WASHINGTON – Tea partyers insist they’re not to blame for Republican election losses in congressional and presidential elections, faulting the GOP establishment for showing little fight.
This election year, the establishment is fighting – against the tea party insurgents challenging incumbents who the Republican Party is convinced stand a far better chance in November.
The internal GOP showdown will be decided in primaries starting Tuesday in Texas and stretching through the year in Kentucky, Mississippi, Kansas, Michigan and elsewhere. Burned by losses in winnable Senate races in 2010 and 2012, establishment Republicans are aggressively challenging this year’s class of tea party-backed candidates.
Tea partyers, dismissing reports of their demise, say they’re ready to use their unbending political force against both President Barack Obama and the Republican establishment.
Sen. Ted Cruz, R-Texas, a superstar to the movement and a potential 2016 presidential candidate, says he’s hopeful and optimistic that we’re going to turn this country around.
Hundreds gathered Thursday as the Tea Party Patriots, one of the major grassroots groups, marked the movement’s fifth anniversary at a Washington celebration that toasted everything anti-Washington.
They stood and applauded wildly for Cruz, who precipitated the 16-day partial government shutdown last fall with his opposition to Obama’s health care law, and warmly received two other tea party senators, Rand Paul of Kentucky and Mike Lee of Utah.
Tea partyers, who helped Republicans capture control of the House in 2010, made clear they don’t like what the GOP establishment has done to their conservative agenda of limited government, free-market policies and what they consider fidelity to the Constitution. They signaled they will work hard to elect their uncompromising candidates no matter what the establishment does.
In Kansas, the Tea Party Express endorsed Milton Wolf, who is opposing three-term Sen. Pat Roberts in the Republican primary.
Cruz, who has helped raise money for groups targeting incumbent Republicans, has refused to endorse his state’s senior senator, John Cornyn, the Senate’s second-ranking Republican, in Tuesday’s primary. Cornyn faces Rep. Steve Stockman.
Liberals fight every step, said Steve Gibson of Columbus, Ohio. Establishment Republicans, he said, say, we can’t win, we might as well not fight.
Gibson said he had offered to help Matt Bevin, the Republican businessman challenging Senate Minority Leader Mitch McConnell, R-Ky.
Gibson was particularly upset with McConnell’s recent votes on allowing the nation to borrow more money.
Republicans blame the tea party for losses in winnable races in 2010 and 2012 in Colorado, Nevada, Delaware and Indiana that many believe cost the GOP a Senate majority.
As evidence of the party’s tough tactics, a political deal was engineered in Colorado. Tea party-affiliated Ken Buck, who lost a close Senate race in 2010, stepped aside to run for the House while more mainstream Rep. Cory Gardner launched a Senate bid.
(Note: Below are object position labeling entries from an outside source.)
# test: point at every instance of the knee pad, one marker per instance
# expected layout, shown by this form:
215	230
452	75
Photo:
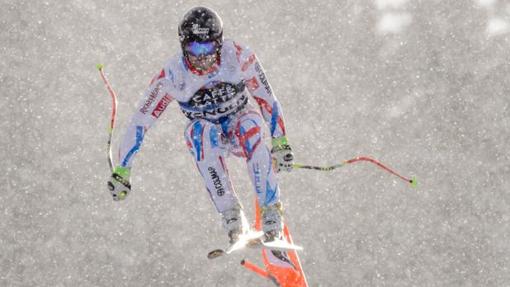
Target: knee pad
249	134
202	137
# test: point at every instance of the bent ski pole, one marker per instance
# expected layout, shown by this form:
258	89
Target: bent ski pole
411	181
114	112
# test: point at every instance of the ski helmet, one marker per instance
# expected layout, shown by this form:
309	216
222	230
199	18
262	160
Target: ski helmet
201	24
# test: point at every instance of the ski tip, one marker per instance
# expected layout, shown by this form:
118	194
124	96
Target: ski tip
215	253
413	182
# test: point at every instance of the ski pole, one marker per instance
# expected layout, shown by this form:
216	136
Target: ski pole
114	112
411	181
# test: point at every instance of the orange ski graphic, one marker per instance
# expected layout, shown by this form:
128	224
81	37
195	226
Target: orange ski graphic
283	268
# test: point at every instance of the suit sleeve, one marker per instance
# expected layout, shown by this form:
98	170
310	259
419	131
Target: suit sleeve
261	91
153	103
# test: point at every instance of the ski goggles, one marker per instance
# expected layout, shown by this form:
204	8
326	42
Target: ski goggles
201	48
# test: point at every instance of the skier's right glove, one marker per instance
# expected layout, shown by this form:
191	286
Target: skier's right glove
283	158
119	184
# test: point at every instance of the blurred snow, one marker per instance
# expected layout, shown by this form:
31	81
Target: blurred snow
422	86
394	22
497	26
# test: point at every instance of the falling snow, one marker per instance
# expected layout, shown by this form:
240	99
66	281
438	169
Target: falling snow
420	85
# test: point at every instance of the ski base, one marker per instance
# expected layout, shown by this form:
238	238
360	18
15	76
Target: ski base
253	239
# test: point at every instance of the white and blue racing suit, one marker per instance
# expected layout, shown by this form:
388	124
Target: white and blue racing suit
222	121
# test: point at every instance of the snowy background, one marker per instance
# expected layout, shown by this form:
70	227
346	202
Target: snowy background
421	85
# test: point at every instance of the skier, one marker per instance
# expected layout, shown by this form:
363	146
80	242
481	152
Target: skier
212	79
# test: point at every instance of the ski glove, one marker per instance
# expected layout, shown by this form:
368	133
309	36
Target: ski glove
118	184
283	158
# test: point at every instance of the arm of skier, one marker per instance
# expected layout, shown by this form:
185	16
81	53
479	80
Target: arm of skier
152	105
258	85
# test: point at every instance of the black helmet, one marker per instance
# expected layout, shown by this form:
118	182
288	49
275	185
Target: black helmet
201	24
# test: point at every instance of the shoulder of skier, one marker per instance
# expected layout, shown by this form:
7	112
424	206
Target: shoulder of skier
244	55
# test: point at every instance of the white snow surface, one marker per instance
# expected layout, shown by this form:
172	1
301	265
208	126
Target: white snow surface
431	100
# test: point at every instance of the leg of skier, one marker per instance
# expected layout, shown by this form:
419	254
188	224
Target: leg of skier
249	134
203	140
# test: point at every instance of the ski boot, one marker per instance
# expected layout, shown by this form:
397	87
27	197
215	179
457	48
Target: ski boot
235	223
272	223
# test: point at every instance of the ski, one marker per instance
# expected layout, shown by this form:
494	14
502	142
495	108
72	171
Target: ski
253	239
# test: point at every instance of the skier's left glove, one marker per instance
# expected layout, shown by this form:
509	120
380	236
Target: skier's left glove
283	158
119	184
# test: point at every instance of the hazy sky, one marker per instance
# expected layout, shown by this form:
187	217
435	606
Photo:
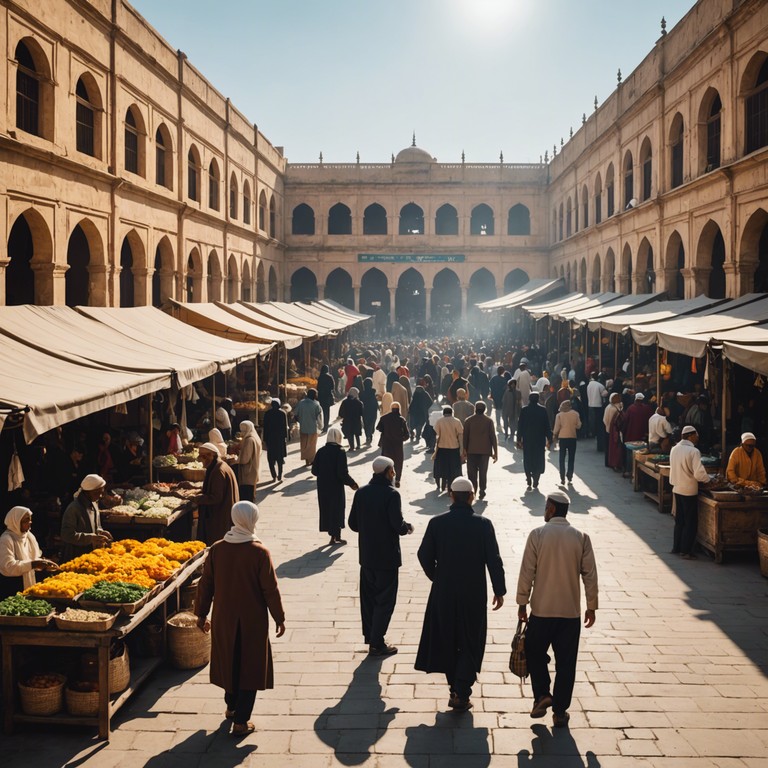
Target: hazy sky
483	76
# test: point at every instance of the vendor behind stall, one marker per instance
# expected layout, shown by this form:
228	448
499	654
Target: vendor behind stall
81	529
20	554
746	462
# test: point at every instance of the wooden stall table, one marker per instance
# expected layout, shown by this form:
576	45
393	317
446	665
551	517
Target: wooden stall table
730	526
51	636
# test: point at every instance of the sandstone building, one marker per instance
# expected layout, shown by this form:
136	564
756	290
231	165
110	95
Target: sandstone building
126	179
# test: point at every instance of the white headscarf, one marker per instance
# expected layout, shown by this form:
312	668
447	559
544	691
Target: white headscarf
334	436
245	515
215	437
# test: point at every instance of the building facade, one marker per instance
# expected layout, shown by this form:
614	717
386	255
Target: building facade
127	179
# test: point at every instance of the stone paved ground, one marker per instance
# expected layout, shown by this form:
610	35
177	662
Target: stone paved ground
672	674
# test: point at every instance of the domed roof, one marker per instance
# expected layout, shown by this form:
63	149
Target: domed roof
414	154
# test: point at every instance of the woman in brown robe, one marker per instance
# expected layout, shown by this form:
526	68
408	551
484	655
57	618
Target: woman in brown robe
239	574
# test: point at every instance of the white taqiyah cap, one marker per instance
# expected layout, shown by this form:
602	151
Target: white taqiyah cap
382	464
462	485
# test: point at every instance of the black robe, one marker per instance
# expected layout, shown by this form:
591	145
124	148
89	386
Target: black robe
330	468
534	431
457	548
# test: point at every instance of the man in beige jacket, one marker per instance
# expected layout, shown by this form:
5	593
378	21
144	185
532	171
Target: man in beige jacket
556	556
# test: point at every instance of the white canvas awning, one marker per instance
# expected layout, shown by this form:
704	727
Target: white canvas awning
537	288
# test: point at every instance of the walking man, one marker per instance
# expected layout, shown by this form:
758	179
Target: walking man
556	555
685	473
376	516
457	549
479	445
309	414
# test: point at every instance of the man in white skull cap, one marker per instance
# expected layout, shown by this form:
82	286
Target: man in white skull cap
377	517
458	547
556	556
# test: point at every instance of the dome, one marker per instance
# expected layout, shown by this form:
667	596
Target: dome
414	154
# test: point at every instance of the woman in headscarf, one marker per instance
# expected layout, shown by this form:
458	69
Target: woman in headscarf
20	554
401	394
275	432
351	414
330	469
249	460
370	409
239	574
215	437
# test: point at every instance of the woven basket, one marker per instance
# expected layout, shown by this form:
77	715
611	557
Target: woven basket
42	701
119	672
188	646
762	550
82	704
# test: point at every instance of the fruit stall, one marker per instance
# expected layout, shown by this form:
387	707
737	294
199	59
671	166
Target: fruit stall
70	654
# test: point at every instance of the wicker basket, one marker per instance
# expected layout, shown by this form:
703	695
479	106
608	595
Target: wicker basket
82	704
188	646
42	701
762	550
119	672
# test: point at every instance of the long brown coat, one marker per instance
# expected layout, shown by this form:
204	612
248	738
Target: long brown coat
243	582
220	492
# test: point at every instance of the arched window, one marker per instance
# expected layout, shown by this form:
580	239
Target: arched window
481	221
676	153
86	133
756	109
246	202
193	174
411	220
646	160
339	220
629	180
163	157
374	220
131	134
446	220
519	220
303	220
234	193
213	185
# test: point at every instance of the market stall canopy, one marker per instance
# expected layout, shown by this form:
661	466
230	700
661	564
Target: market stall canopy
213	319
690	335
652	313
537	288
57	391
166	332
285	315
624	304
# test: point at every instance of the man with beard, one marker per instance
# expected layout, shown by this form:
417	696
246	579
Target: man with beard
457	549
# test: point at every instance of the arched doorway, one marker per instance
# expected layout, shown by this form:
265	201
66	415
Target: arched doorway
374	297
445	310
303	285
19	275
410	299
515	279
338	288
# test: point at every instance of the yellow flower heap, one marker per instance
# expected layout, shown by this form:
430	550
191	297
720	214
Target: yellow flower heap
135	562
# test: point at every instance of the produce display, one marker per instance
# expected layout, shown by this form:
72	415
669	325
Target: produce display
20	606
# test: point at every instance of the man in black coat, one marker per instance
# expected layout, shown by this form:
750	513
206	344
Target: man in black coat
533	436
376	516
457	548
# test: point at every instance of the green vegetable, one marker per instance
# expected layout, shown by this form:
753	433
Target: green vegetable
20	606
114	592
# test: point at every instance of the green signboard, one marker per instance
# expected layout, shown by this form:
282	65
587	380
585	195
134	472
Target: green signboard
415	258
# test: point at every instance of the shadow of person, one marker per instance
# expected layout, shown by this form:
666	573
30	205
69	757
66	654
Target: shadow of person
452	734
556	747
310	563
359	719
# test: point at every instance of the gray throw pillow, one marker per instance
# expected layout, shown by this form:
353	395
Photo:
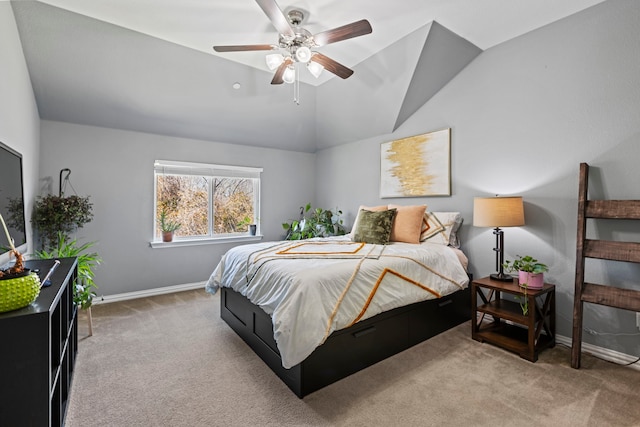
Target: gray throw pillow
374	227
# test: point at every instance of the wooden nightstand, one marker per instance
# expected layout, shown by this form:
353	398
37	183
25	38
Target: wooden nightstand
524	333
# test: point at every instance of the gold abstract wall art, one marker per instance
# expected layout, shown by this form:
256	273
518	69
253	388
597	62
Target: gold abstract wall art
416	166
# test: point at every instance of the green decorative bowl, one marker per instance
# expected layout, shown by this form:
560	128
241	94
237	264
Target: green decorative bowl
18	292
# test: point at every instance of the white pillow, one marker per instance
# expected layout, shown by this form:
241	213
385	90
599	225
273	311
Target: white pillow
442	228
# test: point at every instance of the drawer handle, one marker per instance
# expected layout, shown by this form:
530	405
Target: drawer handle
364	332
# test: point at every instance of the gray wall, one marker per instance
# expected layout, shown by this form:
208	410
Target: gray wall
19	120
523	115
115	168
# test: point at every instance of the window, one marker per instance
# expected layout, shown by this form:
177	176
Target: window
207	201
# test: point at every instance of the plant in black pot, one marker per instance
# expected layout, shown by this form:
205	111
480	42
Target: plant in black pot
167	226
65	214
319	223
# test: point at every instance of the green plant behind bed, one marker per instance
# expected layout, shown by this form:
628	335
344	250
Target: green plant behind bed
316	222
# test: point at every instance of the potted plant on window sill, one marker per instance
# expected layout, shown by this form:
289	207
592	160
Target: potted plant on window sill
168	227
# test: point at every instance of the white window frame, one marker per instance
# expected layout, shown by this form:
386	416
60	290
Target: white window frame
210	171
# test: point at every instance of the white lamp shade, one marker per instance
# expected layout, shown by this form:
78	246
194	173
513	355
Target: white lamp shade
303	54
315	69
289	75
498	212
274	60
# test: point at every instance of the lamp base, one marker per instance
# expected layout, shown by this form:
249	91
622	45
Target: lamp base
502	277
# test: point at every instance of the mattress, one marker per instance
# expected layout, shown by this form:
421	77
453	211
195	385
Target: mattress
313	287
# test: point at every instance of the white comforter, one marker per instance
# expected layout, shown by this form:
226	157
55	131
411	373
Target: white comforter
314	287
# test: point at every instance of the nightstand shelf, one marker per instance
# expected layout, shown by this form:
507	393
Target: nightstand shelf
510	329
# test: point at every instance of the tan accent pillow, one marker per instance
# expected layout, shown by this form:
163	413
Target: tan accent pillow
408	223
367	208
443	228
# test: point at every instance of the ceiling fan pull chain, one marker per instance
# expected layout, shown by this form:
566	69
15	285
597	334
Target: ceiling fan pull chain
296	88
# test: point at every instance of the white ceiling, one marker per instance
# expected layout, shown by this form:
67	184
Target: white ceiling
200	24
149	65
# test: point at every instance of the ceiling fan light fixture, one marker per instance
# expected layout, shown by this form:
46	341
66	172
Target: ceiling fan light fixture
274	60
303	54
289	75
315	68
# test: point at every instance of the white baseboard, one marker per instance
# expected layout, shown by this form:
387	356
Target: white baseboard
603	353
105	299
599	352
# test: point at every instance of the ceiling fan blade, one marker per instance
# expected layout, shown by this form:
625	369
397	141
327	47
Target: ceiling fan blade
277	77
355	29
241	48
277	17
332	66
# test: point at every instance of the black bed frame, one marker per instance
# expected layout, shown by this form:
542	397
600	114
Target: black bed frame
348	350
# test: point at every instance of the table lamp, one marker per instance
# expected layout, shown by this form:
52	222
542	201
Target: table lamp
498	212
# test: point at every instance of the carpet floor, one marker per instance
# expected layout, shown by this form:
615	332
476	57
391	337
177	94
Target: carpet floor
170	360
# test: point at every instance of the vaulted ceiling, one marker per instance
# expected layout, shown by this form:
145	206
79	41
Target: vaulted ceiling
148	65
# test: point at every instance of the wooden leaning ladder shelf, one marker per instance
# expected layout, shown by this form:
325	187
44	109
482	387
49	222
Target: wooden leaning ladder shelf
627	299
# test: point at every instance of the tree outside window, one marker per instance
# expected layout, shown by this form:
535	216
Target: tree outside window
206	204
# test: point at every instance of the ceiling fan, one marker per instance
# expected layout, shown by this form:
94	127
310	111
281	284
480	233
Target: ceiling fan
295	44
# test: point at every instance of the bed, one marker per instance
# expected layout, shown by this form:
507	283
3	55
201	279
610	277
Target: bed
319	310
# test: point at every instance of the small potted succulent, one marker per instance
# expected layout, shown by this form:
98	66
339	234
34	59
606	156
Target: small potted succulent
530	271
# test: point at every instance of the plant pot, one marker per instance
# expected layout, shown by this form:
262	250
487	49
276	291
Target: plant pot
19	290
532	280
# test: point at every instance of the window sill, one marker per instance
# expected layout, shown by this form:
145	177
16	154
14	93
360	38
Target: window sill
206	241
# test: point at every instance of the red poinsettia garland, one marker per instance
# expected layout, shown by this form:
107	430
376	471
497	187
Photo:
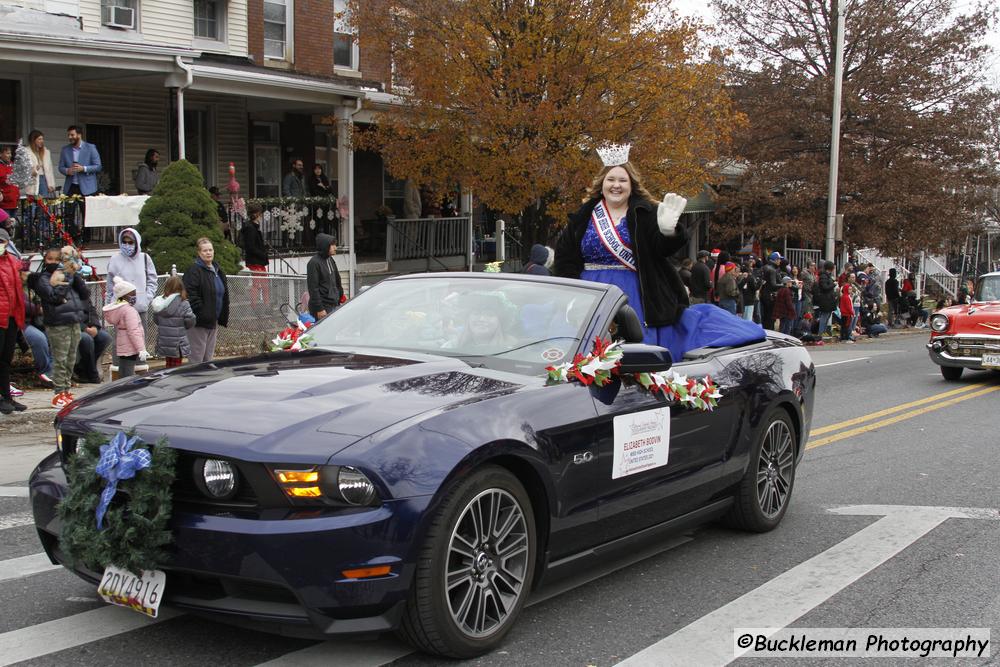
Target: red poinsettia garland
603	364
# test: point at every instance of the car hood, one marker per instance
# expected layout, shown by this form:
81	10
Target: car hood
980	319
285	407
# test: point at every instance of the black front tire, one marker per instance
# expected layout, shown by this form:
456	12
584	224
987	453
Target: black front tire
951	373
766	488
473	574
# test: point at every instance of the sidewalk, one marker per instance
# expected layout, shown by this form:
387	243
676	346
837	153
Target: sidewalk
39	401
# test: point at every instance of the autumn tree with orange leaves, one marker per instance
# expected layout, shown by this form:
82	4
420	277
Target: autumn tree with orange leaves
510	98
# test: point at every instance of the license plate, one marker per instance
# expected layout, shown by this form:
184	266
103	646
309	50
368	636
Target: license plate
142	594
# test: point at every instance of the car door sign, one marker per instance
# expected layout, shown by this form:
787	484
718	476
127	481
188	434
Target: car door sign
642	442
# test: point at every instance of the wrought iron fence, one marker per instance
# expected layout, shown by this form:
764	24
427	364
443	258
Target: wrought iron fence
255	311
427	237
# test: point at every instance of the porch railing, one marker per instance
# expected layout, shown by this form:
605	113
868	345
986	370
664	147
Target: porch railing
428	238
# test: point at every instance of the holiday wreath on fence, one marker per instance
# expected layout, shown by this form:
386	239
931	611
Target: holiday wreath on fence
118	506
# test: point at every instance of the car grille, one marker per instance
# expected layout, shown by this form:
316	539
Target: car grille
973	348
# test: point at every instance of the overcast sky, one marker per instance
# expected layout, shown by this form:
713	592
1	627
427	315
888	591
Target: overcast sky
701	9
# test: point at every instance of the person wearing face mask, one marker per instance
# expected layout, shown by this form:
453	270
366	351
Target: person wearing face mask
208	294
63	293
624	237
130	341
136	267
11	320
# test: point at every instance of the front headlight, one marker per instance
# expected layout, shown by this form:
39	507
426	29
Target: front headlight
354	487
939	322
216	478
323	484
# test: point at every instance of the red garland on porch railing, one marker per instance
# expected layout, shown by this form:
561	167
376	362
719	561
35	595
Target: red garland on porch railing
56	221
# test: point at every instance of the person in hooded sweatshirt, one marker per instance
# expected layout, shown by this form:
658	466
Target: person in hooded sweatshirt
540	260
323	279
136	267
130	343
208	293
173	316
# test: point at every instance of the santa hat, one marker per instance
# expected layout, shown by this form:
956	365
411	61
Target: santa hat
122	287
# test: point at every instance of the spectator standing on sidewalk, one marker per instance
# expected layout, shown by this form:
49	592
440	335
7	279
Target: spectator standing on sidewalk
892	296
136	267
11	321
130	341
323	279
94	340
768	290
748	286
701	278
825	296
174	317
208	293
63	293
846	314
784	306
34	328
726	288
255	255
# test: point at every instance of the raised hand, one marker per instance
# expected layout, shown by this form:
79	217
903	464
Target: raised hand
669	212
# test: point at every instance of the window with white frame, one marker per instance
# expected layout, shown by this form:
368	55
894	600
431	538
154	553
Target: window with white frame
210	19
277	29
345	48
123	14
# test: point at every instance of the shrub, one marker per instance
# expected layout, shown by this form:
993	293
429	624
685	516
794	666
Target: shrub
178	213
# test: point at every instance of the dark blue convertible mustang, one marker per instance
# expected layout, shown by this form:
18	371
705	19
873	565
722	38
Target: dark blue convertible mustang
415	471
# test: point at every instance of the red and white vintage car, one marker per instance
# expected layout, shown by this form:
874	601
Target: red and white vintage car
968	336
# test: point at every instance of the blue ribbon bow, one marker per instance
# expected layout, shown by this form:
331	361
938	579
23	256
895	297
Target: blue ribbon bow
118	462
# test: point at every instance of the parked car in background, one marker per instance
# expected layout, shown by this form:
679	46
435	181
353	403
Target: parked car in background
968	335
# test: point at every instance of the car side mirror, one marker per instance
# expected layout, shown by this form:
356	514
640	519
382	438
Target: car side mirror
642	358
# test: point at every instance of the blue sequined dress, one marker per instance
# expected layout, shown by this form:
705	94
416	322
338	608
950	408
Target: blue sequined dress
700	325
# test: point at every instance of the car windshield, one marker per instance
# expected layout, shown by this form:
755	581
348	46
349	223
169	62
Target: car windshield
988	289
513	325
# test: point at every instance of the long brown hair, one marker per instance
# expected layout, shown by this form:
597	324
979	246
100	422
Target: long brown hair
174	285
596	189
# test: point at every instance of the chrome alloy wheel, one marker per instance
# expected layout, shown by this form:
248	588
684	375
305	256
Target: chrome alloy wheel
774	469
487	562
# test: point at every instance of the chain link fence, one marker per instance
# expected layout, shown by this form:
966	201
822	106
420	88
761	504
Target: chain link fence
256	312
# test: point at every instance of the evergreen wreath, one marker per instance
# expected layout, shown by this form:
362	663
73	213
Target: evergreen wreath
135	526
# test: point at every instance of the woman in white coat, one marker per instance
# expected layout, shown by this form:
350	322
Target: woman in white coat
43	180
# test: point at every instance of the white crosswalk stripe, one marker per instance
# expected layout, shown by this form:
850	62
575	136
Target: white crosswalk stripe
25	566
72	631
16	520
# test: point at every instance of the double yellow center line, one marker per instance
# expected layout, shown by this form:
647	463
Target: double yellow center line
872	421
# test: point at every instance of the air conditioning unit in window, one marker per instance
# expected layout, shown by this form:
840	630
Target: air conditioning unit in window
118	17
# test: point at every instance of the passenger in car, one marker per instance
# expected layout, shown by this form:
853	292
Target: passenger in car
622	236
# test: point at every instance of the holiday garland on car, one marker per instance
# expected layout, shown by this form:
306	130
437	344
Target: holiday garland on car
118	505
294	338
603	365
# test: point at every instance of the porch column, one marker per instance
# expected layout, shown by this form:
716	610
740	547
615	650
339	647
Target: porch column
345	182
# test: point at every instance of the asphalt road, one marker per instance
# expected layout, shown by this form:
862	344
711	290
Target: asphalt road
904	451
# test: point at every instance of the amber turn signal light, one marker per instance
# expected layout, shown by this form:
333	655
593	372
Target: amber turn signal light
367	572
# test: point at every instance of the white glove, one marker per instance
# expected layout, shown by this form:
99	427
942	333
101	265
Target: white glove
669	212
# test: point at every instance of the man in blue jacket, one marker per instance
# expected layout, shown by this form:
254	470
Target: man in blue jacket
80	163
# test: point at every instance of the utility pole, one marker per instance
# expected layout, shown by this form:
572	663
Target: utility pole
838	79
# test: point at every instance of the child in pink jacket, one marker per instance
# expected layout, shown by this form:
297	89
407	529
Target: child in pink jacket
130	338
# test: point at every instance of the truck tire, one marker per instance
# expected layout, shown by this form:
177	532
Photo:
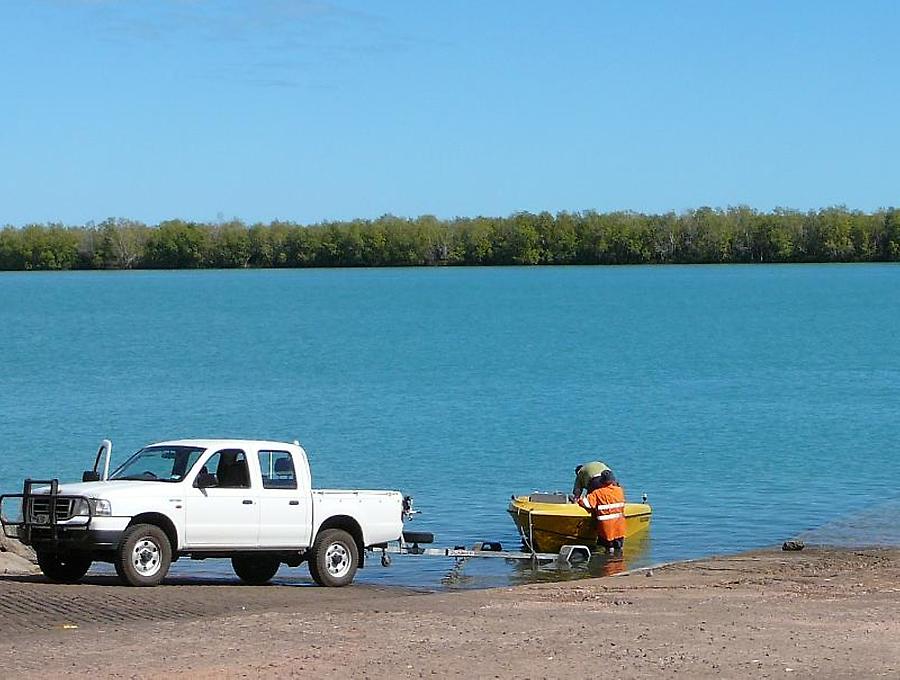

As Rob Collins, executive director of the National Republican Senatorial Committee, said last week: We’re not anti-conservative. We’re just anti-people-who-can’t-win.
Tea partyers point to mainstream Republicans who lost Senate seats in Wisconsin, Virginia, North Dakota and Montana in 2012, as well as to two defeated presidential candidates – John McCain in 2008 and Mitt Romney in 2012.
If House Speaker John Boehner, R-Ohio, and McConnell were drawing the movement’s ire, Sen. Ted Cruz was collecting praise.
He drew a rousing response when he told the crowd he was absolutely convinced we are going to repeal every single word of the health care law.
Support for the tea party has declined slightly since 2010, when members rallied around opposition to the health care law.
Just ahead of the 2010 elections, an Associated Press-GfK poll found that 30 percent of adults considered themselves supporters of the tea party movement. By October 2013, that figure had dipped to 17 percent, then rebounded to 27 percent last month.
Separately, a CBS News-New York Times poll last week found that 50 percent of Republicans who say they back the tea party complain that the party’s candidates are not conservative enough, while just 19 percent of non-tea party Republicans said the same.